The oil giants couldn’t market their way out of it. The think tanks couldn’t spin it fast enough.

This wasn’t theory—it was execution. Clean energy, live on screen, powering over 11 million people with excess capacity to spare.

The publicity created a kind of first line of defense for the country. Without it, there would’ve already been silent efforts to wipe us out.

The idea alone threatened trillions in fossil fuel infrastructure, decades of lobbying, and the very shape of global trade routes.

If Cuba started exporting the tech—or worse, giving it away...

We could expect immediate retaliation.

Even now, traditional U.S. media was spinning the story, claiming it was fake news.

How long could they keep that up? I didn’t know.
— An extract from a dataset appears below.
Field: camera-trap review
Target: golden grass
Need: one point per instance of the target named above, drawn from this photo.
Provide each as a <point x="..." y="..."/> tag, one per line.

If I’m being honest, I was tired of these greedy people. I wanted to wipe them all out. It would be better to destroy the old system completely and build a new one—with Edward at the top.

But seeing that Edward hadn’t given up on them... I decided to let it go, for now.

We never told the world that Edward was the architect behind the power plant and the solar blimps. But in Cuba, almost everyone knew. That’s why he was the one chosen to pull the lever.

I snuck out of the ceremony once it was over.

Later, Sado came by to talk in my room.

"Are you sure about greenlighting that?" he asked.

"What? I’m the Master for the day, aren’t I? I think I can do that," I replied mischievously.

He sighed. "But that’s the story of his mother. And now the country wants to turn it into a movie."

"Speaking of movies, what about the documentary? What’s the first-day box office?" I asked, changing the subject.

"Only 50 million. Though it might earn more over the weekend," Sado said.

Just before dawn, we received a signal from Edward. It led us to the house where his mother used to live.

It had been burned to the ground during Miranda’s failed revolution two years ago.

But now, a new building had taken root on the same soil. There wasn’t a single trace of Carmen’s family mansion left—no resemblance at all.

When I asked Edward about it, he smiled and said, "Rather than recovering from the nightmare, I built the house my mother always dreamed of. I’m thinking of bringing her back to visit someday, so I need to create this place for her."

His behaviour always made me confused. Why did a god like himself try to cater to these simple beings?

The country, his family, his hobbies, were all puzzling but intriguing to watch. I would continue to watch him. And as long as he’s still around, maybe I would understand why he’s doing all of this.